Notice the trick: both NITI Aayog and CBI rely on resolutions, so both are executive — even though the CBI also has an Act giving it powers. The exam wants the origin, not just whether an Act exists somewhere.
Common Mistakes Students Make
Most marks here are lost to a handful of avoidable confusions. Tick each one off.
Calling NITI Aayog or the CBI a constitutional body. Both are extra-constitutional/executive. The Constitution does not mention either of them.
Mixing up CVC and CBI. The CVC supervises and advises; the CBI investigates. The CVC is statutory (2003); the CBI is executive (1963).
Two bodies upgraded their status over time. The CVC became statutory in 2003, and the National Commission for Backward Classes (NCBC) became constitutional in 2018 through the 102nd Constitutional Amendment. Questions love these ‘upgrade’ facts.
Finally, do not assume that ‘non-justiciable’ or ‘advisory’ means weak. The CVC, NHRC and Lokpal give only recommendations, yet their reports carry enormous political and legal weight in practice.
Previous-Year Style Question
Here is the kind of multiple-choice item the NDA paper sets on this topic, with a full explanation.

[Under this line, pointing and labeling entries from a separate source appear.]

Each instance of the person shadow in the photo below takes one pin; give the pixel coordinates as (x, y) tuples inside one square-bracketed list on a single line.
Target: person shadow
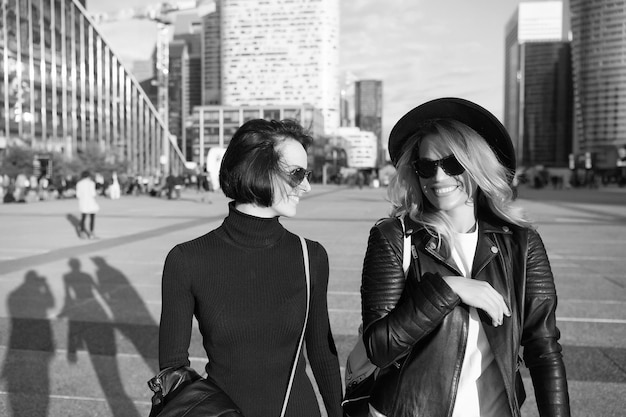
[(26, 368), (90, 328), (130, 313)]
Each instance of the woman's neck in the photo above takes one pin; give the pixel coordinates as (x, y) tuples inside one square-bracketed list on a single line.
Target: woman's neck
[(463, 219), (256, 211)]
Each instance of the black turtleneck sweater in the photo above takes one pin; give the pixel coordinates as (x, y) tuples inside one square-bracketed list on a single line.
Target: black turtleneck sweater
[(245, 284)]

Q. Which of the following statements is/are correct? 1. The Central Vigilance Commission is a statutory body. 2. NITI Aayog was established by an Act of Parliament. 3. The National Human Rights Commission is a quasi-judicial body. Select the correct answer.
Answer: Statements 1 and 3 are correct. The CVC became statutory through the CVC Act, 2003, and the NHRC is indeed a quasi-judicial body under the 1993 Act. Statement 2 is wrong because NITI Aayog was created by a Cabinet resolution in 2015, not by an Act of Parliament. Correct option: 1 and 3 only.

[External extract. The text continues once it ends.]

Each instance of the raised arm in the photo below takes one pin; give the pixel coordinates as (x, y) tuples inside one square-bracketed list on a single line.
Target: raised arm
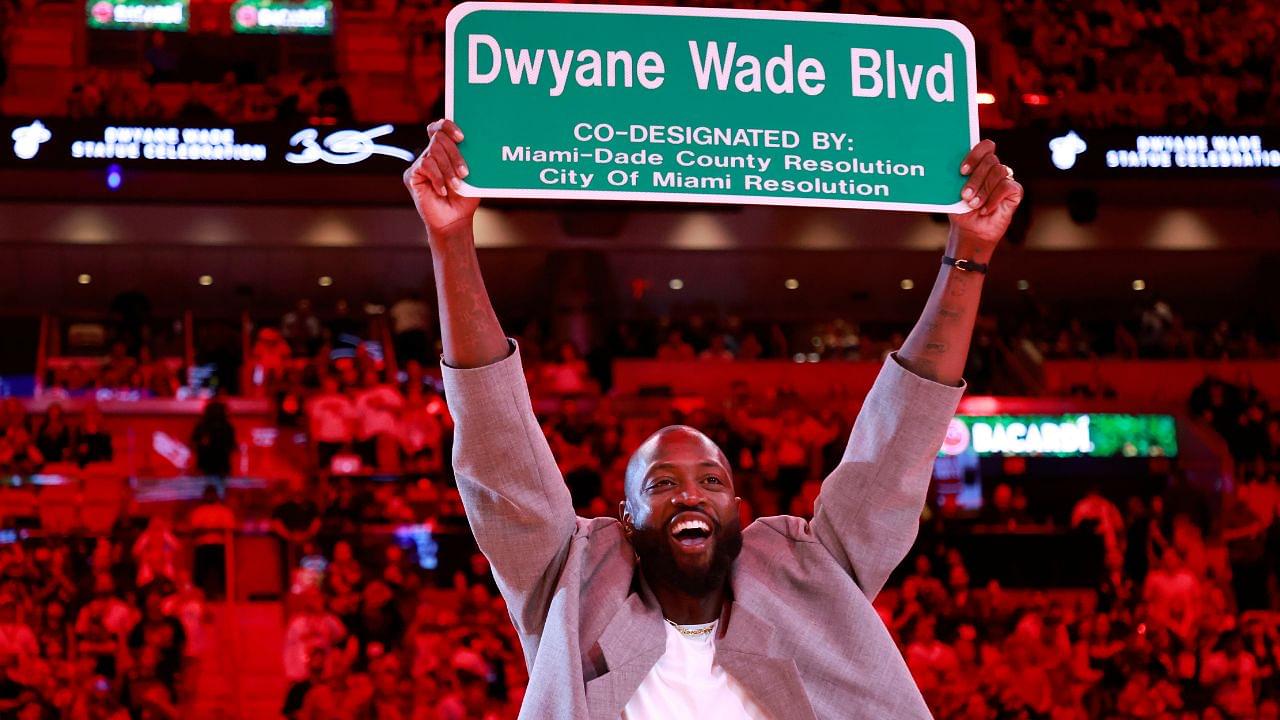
[(516, 500), (469, 327), (938, 343), (868, 511)]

The lesson: read each statement against the exact founding method (resolution vs Act vs Article). One wrong word — like ‘Act’ for NITI Aayog — flips the whole answer.
Quick Revision
- Constitutional = in the Constitution (EC, UPSC, CAG); Statutory = made by an Act; Executive = made by a resolution.
- NITI Aayog (2015) and CBI (1963) are executive bodies — not constitutional, not statutory.

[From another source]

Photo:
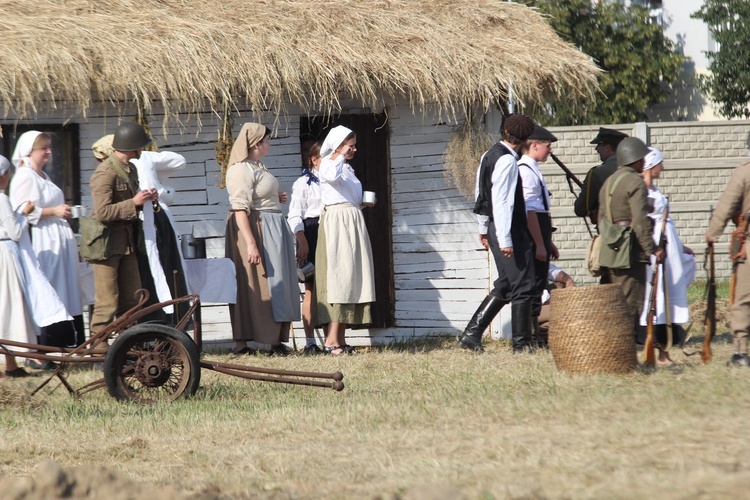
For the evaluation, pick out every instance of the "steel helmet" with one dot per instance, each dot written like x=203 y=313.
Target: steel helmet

- CVC — statutory since the CVC Act, 2003; supervises CBI and fights corruption; multi-member.
- NHRC (1993), CIC (2005), Lokpal (2013) and NGT (2010) are all statutory bodies.
- The NHRC, CIC and NGT are quasi-judicial; NHRC’s findings are recommendatory while CIC and NGT orders are binding.
- NCBC became constitutional in 2018 (102nd Amendment) — a classic ‘upgrade’ trap.
Make a one-page table: body, year, founding method, function. Revise it the night before the exam — almost every question in this chapter is answered straight from that table.
Frequently asked questions
What is the difference between a statutory body and a constitutional body?
A constitutional body is created and named directly by the Constitution (like the Election Commission), so changing it needs a constitutional amendment. A statutory body is created by an ordinary Act of Parliament (like the NHRC), so it can be altered simply by amending that law.
Is NITI Aayog a constitutional or statutory body?
Neither. NITI Aayog was set up on 1 January 2015 by a resolution of the Union Cabinet, replacing the Planning Commission. It is an executive (extra-constitutional, non-statutory) body that works as the government's policy think tank.
Is the CBI a statutory body?
No. The CBI was established by a government resolution in 1963 and draws its police powers from the Delhi Special Police Establishment Act, 1946. Because it was created by a resolution rather than by that Act, it is treated as an executive body, not a statutory one.
What is the difference between the CVC and the CBI?
The CVC is a statutory advisory body (since 2003) that supervises vigilance and exercises superintendence over the CBI in corruption cases. The CBI is an executive agency that actually investigates cases and files charge-sheets. In short, CVC advises, CBI investigates.
Why is the NHRC called a quasi-judicial body?
Because it can inquire into human-rights complaints, summon witnesses and call for records like a civil court, yet it is not a regular court and its findings are only recommendatory. This court-like-but-not-a-court nature makes it quasi-judicial.